Um dos objetivos do grupo era pesquisar e plantar uma espécie de juta de alta qualidade usando a terra das áreas úmidas das margens do Rio Amazonas. Depois de alguns anos de trabalho, os colonos conseguiram o que queriam. Naquela época, o café era um item muito importante na economia do Brasil. A juta era uma fibra usada para fazer as sacas usadas na comercialização do café. Assim como o arroz, a juta usada no Brasil era importada da Índia. Porém, com o sucesso dos ‘koutakusei’, ambos os produtos começaram a ser produzidos no Brasil e a juta local chegou até a ser exportada.
No entanto, com a Segunda Guerra Mundial, a situação começou a mudar. O Japão entrou em guerra com os Estados Unidos, que eram aliados do Brasil. Com isso, Brasil e Japão ficaram em lados opostos. Japoneses residentes em todo o país, inclusive os da Vila Amazônia, perderam suas terras, empresas, propriedades e até dinheiro. A língua japonesa foi proibida em todo o Brasil. Ainda assim, a indústria da juta fundada pelos pioneiros japoneses prosperou e contribuiu para a melhoria das condições de vida de muitas comunidades da Amazônia. Mesmo assim, tudo o que foi confiscado pelo governo brasileiro durante a guerra nunca voltou aos japoneses. Além disso, os ‘koutakusei’ se dispersaram. Muitos se mudaram para grandes cidades como Manaus, Belém e até mesmo São Paulo, onde recomeçaram suas vidas. Durante a guerra, o ensino de língua japonesa foi interrompido e nada aconteceu de novo neste campo na região por muitos anos.

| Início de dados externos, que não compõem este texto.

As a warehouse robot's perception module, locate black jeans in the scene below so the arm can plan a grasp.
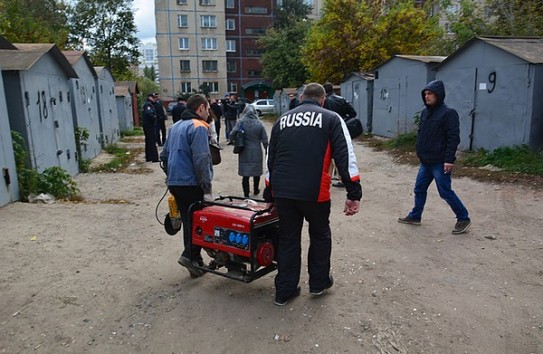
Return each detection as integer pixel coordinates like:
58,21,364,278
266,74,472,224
275,198,332,297
168,186,204,261
143,122,158,162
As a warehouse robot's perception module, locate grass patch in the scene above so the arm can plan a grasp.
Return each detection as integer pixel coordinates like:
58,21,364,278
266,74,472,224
91,144,135,172
121,127,144,138
462,145,543,176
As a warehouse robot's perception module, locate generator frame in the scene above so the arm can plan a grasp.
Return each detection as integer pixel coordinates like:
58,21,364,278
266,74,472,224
188,196,278,283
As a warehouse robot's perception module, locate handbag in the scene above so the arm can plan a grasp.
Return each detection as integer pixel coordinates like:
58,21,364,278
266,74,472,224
209,143,222,165
234,126,245,154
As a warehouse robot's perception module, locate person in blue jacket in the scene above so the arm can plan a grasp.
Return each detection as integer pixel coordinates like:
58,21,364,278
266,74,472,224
160,94,213,278
398,81,471,235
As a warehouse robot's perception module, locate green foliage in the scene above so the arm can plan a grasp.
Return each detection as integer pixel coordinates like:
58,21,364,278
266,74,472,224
387,132,417,150
302,0,442,83
121,127,144,138
259,20,311,88
75,127,90,172
143,66,156,81
11,131,79,200
35,166,79,199
273,0,311,30
0,0,69,49
69,0,139,80
462,145,543,175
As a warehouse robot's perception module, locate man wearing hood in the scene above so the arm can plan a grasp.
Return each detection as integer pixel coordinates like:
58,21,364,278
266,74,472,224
160,94,213,278
398,81,471,235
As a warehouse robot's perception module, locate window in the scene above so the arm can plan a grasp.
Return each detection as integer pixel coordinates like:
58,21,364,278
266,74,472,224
177,15,189,28
245,28,266,34
204,81,219,93
245,6,268,15
247,70,262,77
226,39,236,52
181,81,192,93
202,60,218,73
200,15,217,28
226,18,236,31
179,60,190,73
179,37,190,50
226,60,238,73
246,49,264,57
202,38,217,50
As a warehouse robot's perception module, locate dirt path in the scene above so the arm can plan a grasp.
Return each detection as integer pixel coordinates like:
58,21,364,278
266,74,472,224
0,120,543,354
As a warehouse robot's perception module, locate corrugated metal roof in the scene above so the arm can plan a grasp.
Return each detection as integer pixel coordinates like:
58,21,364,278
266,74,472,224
395,54,447,63
477,37,543,64
115,81,140,94
114,86,130,96
62,50,97,78
0,43,77,78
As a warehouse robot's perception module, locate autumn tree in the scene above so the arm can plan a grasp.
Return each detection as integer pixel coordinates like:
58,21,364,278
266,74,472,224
258,0,311,88
302,0,441,82
70,0,139,80
0,0,69,49
487,0,543,36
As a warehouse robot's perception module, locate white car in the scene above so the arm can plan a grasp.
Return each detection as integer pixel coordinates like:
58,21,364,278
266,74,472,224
251,98,275,116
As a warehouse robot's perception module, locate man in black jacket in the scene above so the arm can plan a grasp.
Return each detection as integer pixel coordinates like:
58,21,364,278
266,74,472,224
153,93,168,146
142,93,158,162
323,82,356,188
398,81,471,235
172,97,187,123
264,83,362,306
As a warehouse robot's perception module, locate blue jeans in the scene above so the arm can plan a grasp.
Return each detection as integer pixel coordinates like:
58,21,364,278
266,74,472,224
409,163,469,221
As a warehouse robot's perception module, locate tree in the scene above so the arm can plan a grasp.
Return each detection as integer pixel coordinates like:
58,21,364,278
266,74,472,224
0,0,69,49
487,0,543,36
70,0,139,80
302,0,441,82
143,66,156,81
258,0,311,88
259,21,311,88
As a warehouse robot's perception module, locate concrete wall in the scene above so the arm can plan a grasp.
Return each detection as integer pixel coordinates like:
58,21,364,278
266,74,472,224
70,59,102,160
0,65,19,207
436,41,542,150
2,54,79,176
373,57,435,138
96,68,121,147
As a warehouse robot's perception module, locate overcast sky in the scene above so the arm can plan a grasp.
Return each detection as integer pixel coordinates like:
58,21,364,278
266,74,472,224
134,0,156,44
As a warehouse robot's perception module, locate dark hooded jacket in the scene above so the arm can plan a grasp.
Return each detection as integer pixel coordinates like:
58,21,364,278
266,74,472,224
417,81,460,164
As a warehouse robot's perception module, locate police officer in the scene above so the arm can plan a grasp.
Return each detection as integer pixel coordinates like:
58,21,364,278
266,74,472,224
143,93,158,162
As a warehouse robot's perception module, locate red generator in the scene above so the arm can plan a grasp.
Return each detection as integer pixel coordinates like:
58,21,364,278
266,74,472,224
189,196,279,283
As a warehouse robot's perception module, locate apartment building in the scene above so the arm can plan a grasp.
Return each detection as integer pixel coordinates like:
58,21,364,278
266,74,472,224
155,0,227,99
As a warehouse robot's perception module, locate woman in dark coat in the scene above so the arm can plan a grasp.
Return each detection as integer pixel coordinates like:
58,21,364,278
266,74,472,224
229,105,268,198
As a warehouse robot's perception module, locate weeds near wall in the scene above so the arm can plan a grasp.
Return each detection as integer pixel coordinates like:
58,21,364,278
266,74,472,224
11,131,79,201
75,127,90,172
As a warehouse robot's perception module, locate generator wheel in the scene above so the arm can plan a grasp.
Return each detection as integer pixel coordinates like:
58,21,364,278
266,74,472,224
164,213,181,236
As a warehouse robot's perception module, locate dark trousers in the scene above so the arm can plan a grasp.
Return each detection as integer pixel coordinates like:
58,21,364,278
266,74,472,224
275,198,332,297
155,119,166,146
168,186,204,261
241,176,260,198
224,118,237,140
143,123,158,162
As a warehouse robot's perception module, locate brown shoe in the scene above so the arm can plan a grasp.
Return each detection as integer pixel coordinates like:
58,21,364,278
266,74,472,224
398,216,420,226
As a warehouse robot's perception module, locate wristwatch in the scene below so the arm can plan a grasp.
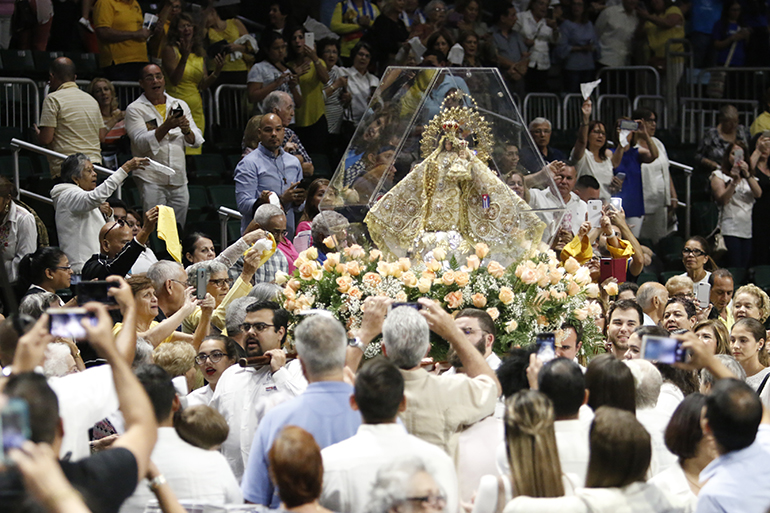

“Olha! Essa é uma foto muito importante daquela época. Este é o senhor Uetsuka e este é um mapa da Vila Amazônia. Tenho muitos materiais e fotos dos ‘koutakusei’. Vamos assistir a um filme da época em que eles chegaram aqui”, me diz o Mario Taketomi da Associação Nipo-brasileira de Parintins.
Ele sempre se preocupou em mostrar para os voluntários da JICA como os ‘koutakusei’ se esforçaram, como foi o grande o sucesso que eles alcançaram e a gratidão que os moradores locais têm pelo trabalho que eles desenvolveram. E quando Mario começa a contar as histórias desses pioneiros, não consegue parar.